1 Temmuz 2015 Çarşamba

Yalnız Ülke: Türkiye!...

Türkiye, dış politikanın iç politikaya malzeme edildiği çok hassas bir süreçten geçiyor. “Suriye’ye girelim mi, girmeyelim mi?” tartışmaları gündemin öncelikli konusu… Ankara’da konu ile ilgili toplantı üstüne toplantı yapılıyor, tüm detaylar görüşülüyor, her şey en ince ayrıntısına kadar değerlendirilmeye çalışıyor.

Suriye konusunda Doğu (Rusya, Çin ve İran) ve Batı (ABD, AB ve İsrail) bloku ülkelerinin politikaları ve siyasi hamleleriyle yalnızlaştırılan Türkiye, çareyi kendi politikalarına uygun bir çözüm modelinde bulmaya çalışıyor. “Suriye’ye askeri bir müdahalenin getirisinin ne olacağı, muhtemel bir askeri müdahaleye dünyanın nasıl tepki vereceği, Türkiye’nin nasıl bir sonuçla karşılaşacağı” gibi konular en ince ayrıntılarına kadar hesaplanmalıdır.

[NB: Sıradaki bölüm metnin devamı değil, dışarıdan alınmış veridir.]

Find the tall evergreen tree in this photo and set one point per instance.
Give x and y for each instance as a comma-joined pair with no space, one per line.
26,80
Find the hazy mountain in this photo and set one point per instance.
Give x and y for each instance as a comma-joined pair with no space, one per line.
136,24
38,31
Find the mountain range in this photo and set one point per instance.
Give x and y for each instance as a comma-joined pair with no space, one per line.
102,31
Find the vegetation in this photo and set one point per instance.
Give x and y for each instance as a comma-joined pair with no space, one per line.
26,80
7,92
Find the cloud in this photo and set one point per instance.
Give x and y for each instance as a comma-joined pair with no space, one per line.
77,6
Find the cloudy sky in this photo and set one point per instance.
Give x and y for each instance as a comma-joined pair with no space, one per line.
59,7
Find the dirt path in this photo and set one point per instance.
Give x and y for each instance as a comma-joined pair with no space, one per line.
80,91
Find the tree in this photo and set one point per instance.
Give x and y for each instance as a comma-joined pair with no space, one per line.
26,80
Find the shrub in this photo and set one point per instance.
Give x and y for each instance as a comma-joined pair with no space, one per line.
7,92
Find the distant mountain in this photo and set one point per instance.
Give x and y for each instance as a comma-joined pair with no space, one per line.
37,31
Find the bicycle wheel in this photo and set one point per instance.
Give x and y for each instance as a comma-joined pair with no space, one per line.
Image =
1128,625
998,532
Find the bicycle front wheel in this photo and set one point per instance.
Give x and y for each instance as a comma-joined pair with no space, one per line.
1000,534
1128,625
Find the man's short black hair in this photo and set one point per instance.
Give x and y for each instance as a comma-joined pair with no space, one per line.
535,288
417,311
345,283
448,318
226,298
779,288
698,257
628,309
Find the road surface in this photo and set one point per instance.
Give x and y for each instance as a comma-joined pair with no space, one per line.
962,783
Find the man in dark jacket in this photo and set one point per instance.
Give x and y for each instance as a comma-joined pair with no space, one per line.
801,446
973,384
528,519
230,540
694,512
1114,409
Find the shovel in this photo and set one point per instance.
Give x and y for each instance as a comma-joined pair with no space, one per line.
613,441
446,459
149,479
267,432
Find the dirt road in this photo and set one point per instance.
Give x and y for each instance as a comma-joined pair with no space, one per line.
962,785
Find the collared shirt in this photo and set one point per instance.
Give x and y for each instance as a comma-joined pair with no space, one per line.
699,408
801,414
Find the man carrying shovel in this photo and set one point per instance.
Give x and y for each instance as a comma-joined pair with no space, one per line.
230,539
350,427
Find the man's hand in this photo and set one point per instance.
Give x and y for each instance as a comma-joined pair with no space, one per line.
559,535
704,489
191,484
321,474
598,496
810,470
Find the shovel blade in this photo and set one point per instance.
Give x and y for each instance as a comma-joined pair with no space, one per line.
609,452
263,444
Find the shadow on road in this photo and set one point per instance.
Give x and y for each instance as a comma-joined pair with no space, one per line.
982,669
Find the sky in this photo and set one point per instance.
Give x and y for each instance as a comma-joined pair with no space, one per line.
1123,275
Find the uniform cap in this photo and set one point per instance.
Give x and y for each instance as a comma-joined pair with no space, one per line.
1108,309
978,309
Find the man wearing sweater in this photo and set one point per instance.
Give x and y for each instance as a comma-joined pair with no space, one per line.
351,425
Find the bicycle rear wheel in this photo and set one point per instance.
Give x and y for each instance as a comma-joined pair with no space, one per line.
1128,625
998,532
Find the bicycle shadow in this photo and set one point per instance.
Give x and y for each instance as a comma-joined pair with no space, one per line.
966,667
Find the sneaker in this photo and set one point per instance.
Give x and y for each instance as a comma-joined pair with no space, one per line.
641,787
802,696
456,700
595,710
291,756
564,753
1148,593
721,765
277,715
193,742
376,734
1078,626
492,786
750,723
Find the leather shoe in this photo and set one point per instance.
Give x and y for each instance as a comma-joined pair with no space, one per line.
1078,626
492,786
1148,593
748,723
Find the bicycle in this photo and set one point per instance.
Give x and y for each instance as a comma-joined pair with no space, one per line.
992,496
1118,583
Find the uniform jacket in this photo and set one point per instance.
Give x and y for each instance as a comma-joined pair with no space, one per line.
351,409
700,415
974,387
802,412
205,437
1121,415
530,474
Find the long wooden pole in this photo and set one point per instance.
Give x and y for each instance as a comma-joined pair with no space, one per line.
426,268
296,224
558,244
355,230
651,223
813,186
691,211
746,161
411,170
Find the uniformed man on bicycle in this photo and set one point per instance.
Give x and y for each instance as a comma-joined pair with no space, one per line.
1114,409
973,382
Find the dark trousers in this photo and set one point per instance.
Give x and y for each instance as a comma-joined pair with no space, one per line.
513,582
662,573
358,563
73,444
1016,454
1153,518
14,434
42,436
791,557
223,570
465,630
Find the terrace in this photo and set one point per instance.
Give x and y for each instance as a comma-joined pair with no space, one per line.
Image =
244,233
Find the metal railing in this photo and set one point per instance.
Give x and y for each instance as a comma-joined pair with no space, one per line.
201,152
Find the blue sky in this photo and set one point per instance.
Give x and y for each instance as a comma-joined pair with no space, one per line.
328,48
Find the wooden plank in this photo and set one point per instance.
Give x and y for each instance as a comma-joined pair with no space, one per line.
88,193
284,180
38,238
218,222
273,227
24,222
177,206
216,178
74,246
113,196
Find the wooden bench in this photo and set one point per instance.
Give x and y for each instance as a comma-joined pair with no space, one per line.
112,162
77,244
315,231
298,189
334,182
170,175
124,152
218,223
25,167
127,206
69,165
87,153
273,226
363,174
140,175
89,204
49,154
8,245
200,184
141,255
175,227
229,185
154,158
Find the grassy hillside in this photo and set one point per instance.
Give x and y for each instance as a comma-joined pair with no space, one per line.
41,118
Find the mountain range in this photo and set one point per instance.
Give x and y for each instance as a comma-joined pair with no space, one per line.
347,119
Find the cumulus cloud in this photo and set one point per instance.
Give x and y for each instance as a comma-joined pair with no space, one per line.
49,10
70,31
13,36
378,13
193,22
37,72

Askeri seçeneğin, Türkiye’nin uluslararası politikaları açısından olumsuz sonuçlar doğuracağı muhakkaktır. Haklı sebeplerle bile olsa tampon bölge olarak kurulması planlanan yerin Orta Doğu bataklığındaki Suriye olması ve bunu yapacak ülkenin de Türkiye olması,  olumsuz sonuçların doğması için yeterlidir. İngiltere’nin Daily Telegraph gazetesinin daha şimdiden “Türkiye IŞİD ve Kürtleri durdurmak için Suriye işgaline hazırlanıyor” manşeti buna en güzel örnektir.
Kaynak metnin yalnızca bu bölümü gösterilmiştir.